“This year has been all about going back and forth between Rodney King and Frederick Douglass,” said writer/performer Roger Guenveur Smith in a recent phone interview from his home in Los Angeles. And, he might add, between the East and West Coasts: Smith will bring his solo show Rodney King, about the unfortunate figure at the center of the wrenching 1992 L.A. riots, back to New York for a short run at Brooklyn’s BRIC House, Dec. 3-7, after acclaimed runs across the country (Woolly Mammoth Theatre Company in D.C., L.A.’s Bootleg Theater, NY’s Under the Radar Festival).

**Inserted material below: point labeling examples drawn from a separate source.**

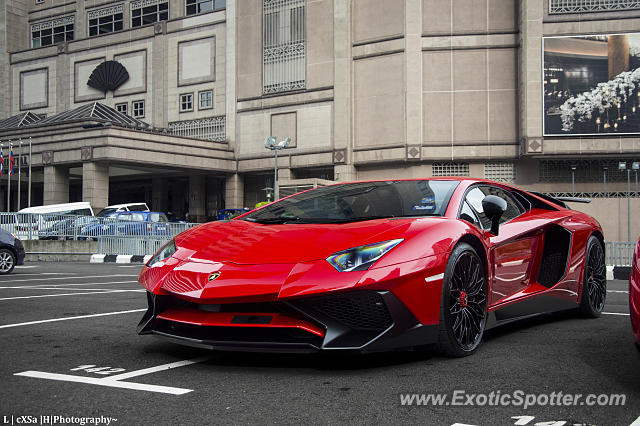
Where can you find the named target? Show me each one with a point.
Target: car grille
(357, 310)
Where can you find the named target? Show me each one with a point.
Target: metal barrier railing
(620, 253)
(113, 236)
(145, 238)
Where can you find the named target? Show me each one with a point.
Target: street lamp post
(270, 143)
(636, 166)
(622, 165)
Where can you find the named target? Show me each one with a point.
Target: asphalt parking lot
(69, 349)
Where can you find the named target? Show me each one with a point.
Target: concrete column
(413, 70)
(196, 198)
(342, 117)
(234, 192)
(529, 69)
(56, 185)
(159, 195)
(618, 49)
(95, 184)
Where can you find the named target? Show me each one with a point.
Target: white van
(128, 207)
(41, 218)
(81, 208)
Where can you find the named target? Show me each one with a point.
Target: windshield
(360, 201)
(105, 212)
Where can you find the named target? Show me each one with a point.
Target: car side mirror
(493, 207)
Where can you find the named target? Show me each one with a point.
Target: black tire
(7, 261)
(594, 281)
(463, 307)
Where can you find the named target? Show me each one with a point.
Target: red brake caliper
(463, 300)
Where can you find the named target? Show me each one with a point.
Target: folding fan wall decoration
(109, 75)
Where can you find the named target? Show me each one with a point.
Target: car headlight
(361, 258)
(164, 253)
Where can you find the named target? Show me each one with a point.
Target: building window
(105, 20)
(138, 109)
(186, 102)
(205, 99)
(284, 45)
(52, 32)
(208, 129)
(145, 12)
(582, 6)
(122, 107)
(500, 172)
(200, 6)
(450, 168)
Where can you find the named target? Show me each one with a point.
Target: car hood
(244, 242)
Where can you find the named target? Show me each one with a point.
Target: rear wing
(560, 201)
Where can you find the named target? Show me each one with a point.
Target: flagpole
(19, 171)
(9, 180)
(2, 163)
(29, 188)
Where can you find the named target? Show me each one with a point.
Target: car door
(511, 252)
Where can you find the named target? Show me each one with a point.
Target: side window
(138, 217)
(477, 194)
(513, 209)
(467, 213)
(474, 199)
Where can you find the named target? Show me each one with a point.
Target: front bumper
(365, 321)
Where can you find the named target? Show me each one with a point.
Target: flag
(11, 159)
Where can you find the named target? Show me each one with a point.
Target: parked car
(34, 220)
(634, 294)
(227, 214)
(373, 266)
(128, 207)
(68, 228)
(128, 223)
(11, 252)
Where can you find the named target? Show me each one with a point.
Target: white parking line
(69, 294)
(104, 382)
(116, 381)
(42, 273)
(163, 367)
(37, 286)
(70, 288)
(70, 278)
(71, 318)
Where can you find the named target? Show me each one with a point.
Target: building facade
(540, 93)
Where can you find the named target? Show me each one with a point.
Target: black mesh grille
(361, 310)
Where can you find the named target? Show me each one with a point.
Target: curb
(118, 258)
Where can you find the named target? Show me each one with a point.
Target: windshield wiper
(272, 220)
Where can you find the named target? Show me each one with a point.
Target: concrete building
(365, 89)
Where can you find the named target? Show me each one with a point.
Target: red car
(373, 266)
(634, 294)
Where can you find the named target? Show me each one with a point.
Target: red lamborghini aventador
(373, 266)
(634, 294)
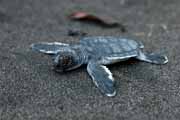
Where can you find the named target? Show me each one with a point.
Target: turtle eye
(66, 60)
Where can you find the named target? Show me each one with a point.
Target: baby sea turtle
(97, 52)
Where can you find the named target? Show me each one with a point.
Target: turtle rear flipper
(152, 58)
(102, 78)
(49, 48)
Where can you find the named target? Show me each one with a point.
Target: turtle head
(67, 59)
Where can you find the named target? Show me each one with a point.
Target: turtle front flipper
(49, 48)
(152, 58)
(102, 77)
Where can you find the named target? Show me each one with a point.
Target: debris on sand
(104, 21)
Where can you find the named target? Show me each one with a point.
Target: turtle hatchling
(97, 53)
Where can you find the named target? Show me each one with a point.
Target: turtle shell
(108, 46)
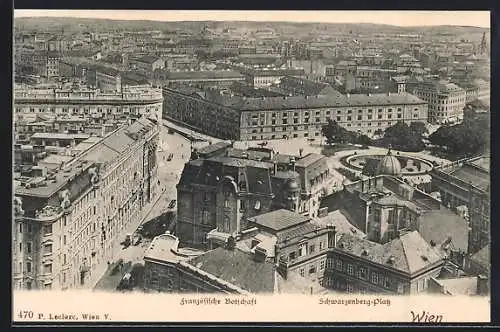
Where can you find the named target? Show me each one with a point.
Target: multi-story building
(108, 79)
(402, 266)
(467, 183)
(446, 100)
(218, 78)
(222, 187)
(53, 59)
(230, 270)
(266, 118)
(148, 63)
(67, 221)
(266, 77)
(132, 101)
(476, 89)
(384, 206)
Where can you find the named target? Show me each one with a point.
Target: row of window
(359, 272)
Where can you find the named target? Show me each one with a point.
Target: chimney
(482, 285)
(323, 212)
(332, 236)
(260, 254)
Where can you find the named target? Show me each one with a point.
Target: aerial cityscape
(245, 157)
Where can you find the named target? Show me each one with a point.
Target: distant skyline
(397, 18)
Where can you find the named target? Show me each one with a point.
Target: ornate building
(384, 206)
(221, 187)
(231, 116)
(67, 221)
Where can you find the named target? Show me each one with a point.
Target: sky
(399, 18)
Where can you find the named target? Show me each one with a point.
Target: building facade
(467, 183)
(355, 265)
(267, 118)
(67, 221)
(133, 101)
(446, 100)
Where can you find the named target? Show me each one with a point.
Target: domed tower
(389, 165)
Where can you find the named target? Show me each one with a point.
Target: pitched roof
(279, 220)
(408, 253)
(238, 268)
(441, 225)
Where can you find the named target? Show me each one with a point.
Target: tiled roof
(408, 253)
(238, 268)
(471, 174)
(209, 75)
(301, 102)
(279, 219)
(460, 286)
(310, 159)
(342, 225)
(147, 59)
(482, 256)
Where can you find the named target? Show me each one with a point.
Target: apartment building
(467, 183)
(266, 118)
(67, 221)
(446, 100)
(222, 187)
(68, 100)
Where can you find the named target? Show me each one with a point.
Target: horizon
(404, 19)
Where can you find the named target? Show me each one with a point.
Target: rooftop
(164, 248)
(238, 268)
(342, 225)
(279, 220)
(408, 253)
(199, 75)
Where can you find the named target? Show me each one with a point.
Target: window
(47, 229)
(350, 288)
(47, 249)
(47, 268)
(339, 265)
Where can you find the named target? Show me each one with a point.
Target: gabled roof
(279, 220)
(409, 253)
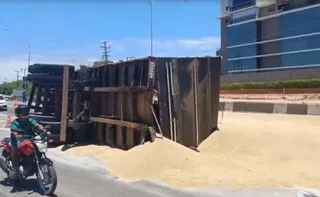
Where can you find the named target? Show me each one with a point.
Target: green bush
(299, 83)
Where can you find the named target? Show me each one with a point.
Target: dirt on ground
(282, 97)
(250, 150)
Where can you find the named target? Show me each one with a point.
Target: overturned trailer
(122, 104)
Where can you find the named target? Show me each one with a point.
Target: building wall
(301, 23)
(306, 73)
(268, 43)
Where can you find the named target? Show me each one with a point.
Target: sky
(70, 32)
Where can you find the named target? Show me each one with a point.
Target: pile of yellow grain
(250, 150)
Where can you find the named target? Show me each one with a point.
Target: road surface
(86, 177)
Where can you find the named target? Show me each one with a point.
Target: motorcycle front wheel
(49, 182)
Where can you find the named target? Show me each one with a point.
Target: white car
(3, 103)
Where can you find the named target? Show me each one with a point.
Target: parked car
(3, 103)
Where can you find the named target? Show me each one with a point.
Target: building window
(301, 59)
(245, 51)
(239, 65)
(300, 22)
(242, 34)
(302, 43)
(272, 8)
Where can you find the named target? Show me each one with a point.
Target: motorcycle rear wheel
(48, 189)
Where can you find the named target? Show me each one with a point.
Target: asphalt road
(86, 177)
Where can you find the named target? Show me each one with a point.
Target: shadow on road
(29, 185)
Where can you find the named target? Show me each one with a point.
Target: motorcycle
(33, 161)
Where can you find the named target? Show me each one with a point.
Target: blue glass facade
(300, 23)
(242, 34)
(240, 4)
(292, 24)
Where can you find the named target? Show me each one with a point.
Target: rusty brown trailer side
(189, 90)
(120, 104)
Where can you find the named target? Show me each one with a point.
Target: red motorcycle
(33, 161)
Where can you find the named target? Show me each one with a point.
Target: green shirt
(23, 127)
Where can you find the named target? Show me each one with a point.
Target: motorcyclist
(22, 125)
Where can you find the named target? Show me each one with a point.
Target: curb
(271, 108)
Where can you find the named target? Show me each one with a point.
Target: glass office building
(269, 34)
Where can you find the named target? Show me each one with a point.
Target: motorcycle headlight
(43, 147)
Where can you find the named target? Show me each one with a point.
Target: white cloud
(180, 47)
(15, 63)
(120, 49)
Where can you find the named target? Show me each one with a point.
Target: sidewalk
(271, 106)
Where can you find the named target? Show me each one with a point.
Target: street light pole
(151, 26)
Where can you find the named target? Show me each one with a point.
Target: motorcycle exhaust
(4, 166)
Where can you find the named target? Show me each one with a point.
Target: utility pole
(151, 3)
(18, 75)
(106, 48)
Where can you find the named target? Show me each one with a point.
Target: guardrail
(273, 91)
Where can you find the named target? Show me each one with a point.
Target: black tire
(53, 175)
(45, 78)
(53, 69)
(54, 126)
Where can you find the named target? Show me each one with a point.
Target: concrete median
(271, 107)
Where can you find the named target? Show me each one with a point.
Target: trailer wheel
(44, 78)
(53, 69)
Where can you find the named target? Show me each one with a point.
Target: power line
(106, 48)
(18, 75)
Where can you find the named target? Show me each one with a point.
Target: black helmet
(22, 110)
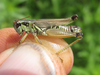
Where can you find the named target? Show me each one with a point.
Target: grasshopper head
(75, 29)
(17, 27)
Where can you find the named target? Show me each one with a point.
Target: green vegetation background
(86, 51)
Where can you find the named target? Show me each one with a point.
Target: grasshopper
(48, 27)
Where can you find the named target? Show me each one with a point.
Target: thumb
(49, 45)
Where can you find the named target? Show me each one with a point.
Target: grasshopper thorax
(75, 29)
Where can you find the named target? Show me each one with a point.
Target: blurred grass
(86, 51)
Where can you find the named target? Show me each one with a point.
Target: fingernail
(28, 59)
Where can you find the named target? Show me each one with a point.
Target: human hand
(30, 57)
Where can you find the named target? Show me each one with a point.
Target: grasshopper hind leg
(37, 39)
(77, 35)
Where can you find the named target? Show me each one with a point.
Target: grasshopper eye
(76, 29)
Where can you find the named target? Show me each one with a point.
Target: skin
(10, 49)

But the historical distance between King, a construction worker famously beaten by the LAPD but ultimately defeated by drug and alcohol abuse, and Douglass, the brilliant and hugely influential 19th-century orator, is clearly the gap that is haunting Smith. In Frederick Douglass Now, Smith repurposes Douglass’s writings to address contemporary American issues; in Rodney King, he interrogates the late beating victim in a kind of rhetorical vacuum, then delivers his entire impromptu speech—the one that began, “People, I just want to say, Can we all get along?” Between the two men’s stories (and their famous speeches) gapes more than a century of African-American struggle, progress and retrenchment, and the narrative is far from linear.

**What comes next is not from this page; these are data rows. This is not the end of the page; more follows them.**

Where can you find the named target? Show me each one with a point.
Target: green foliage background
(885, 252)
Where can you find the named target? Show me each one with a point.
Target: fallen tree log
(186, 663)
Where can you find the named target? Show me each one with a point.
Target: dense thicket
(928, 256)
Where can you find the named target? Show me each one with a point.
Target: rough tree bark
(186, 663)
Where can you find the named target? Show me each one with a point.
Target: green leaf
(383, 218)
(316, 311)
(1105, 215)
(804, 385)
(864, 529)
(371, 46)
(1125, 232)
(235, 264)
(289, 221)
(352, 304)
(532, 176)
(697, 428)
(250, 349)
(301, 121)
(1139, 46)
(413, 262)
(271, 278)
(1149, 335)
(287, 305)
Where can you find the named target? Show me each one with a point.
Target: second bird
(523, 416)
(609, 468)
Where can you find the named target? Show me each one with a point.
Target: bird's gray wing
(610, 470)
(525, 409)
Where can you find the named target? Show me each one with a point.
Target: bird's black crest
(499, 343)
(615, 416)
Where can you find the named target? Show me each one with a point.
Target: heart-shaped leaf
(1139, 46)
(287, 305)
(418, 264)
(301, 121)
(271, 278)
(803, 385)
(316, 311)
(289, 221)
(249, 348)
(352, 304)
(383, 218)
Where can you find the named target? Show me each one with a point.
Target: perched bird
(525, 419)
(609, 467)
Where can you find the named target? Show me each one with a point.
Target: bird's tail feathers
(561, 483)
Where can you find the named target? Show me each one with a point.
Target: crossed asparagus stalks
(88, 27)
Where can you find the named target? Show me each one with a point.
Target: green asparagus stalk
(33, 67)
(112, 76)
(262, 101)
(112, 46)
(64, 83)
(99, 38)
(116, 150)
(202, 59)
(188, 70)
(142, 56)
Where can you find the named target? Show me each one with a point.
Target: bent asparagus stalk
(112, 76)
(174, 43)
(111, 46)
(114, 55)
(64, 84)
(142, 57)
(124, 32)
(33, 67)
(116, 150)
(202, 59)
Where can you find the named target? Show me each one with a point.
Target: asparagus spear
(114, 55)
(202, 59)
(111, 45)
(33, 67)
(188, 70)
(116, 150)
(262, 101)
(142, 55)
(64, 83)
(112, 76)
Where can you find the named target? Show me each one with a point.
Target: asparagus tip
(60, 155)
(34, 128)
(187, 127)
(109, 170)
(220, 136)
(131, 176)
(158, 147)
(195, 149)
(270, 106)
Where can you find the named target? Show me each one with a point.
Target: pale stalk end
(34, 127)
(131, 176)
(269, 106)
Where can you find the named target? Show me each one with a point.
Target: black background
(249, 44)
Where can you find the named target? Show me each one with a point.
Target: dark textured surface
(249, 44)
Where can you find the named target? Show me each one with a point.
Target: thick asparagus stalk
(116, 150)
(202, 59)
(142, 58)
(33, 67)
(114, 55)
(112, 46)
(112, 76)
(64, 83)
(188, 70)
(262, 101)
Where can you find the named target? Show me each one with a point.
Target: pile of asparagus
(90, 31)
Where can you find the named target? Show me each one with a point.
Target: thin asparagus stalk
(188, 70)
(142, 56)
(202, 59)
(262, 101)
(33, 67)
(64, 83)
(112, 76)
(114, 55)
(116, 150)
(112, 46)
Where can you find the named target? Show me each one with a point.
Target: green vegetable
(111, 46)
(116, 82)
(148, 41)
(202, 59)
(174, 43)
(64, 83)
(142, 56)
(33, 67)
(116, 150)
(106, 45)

“I had referenced Rodney King in my work for 20 years,” said Smith, whose history-based solo works have also included A Huey P. Newton Story and Juan and John. Indeed, at the KAOS Gallery in Leimert Park in 1991, Smith recalled, “I did an improvised piece right after he was beaten, which eerily enough kind of predicted what would happen: that the cops wouldn’t be convicted. We recognize early on that this was a kind of seminal moment in human relations.”
Smith recalled being devastated by the news of King’s death in 2012; King drowned at age 47 in his own backyard pool after a night of heavy drinking, not long after he published an autobiography and went on a successful media tour to promote it. It was only a few months later, Smith said, that he was up onstage workshopping an early version of the show.
“It was shocking; I was very moved,” Smith said of King’s death. “I wanted to know why. Why did this guy matter to me? I never met him, but he’s someone who always had my sympathies.”
Smith, though born in Berkeley, Calif., was moved to L.A. at a young enough age that considers himself “an L.A. kid, a Dodger fan.”
A sun-kissed youth in the City of Angels had its flip side: “The riots were the bookends of my childhood and my younger adulthood,” he said, referring to the one in Watts in 1965 and the one that engulfed much of L.A. in 1992.
Both were quintessentially L.A. conflicts that began behind the wheel, with California Highway Patrol traffic stops of African-American drivers that escalated, with the arrival of the notoriously paramilitary LAPD, into bruising struggles. And both famously metastasized into full-blown urban uprisings, complete with fires, vandalism and retributive violence on both sides.
Eerily, in both cases, the young black men whose stops for reckless driving incited the riots—Marquette Frye in ’65 and King in ’92—led troubled lives thereafter, and like King, Frye died young, at age 42.
In researching the subject of his piece, Smith uncovered other unsettling narrative echoes within King’s own story.
“There were all kinds of strange coincidences and cross-references,” he said. “He and Reginald Denny had worked together—they knew each other,” Smith said, referring to the white truck driver who was brutally beaten during the riots. While learning that King was a second-generation alcoholic was hardly surprising, another inheritance struck Smith: “He was a second-generation drowning victim; his father had expired in his bathtub. You can’t write anything more Biblical than that.”
Smith—whose next projects include a piece about the building of the Panama Canal and a play, to be written with Richard Montoya, about race relations in post-WWII Venice, Calif.—even goes so far as to say that when he did the show at Woolly Mammoth in D.C., and had the occasion to reread the words of Lincoln’s Gettysburg Address, he thought of King.
“‘Those who here gave their lives that that nation might live’—I think that’s applicable to Rodney King,” said Smith. “His life was sacrificed in a certain way so that we might more clearly see this country.” Smith added, without even having to invoke the names of Michael Brown or Trayvon Martin: “I don’t know if we clearly got the message, but it’s one worth paying attention to.”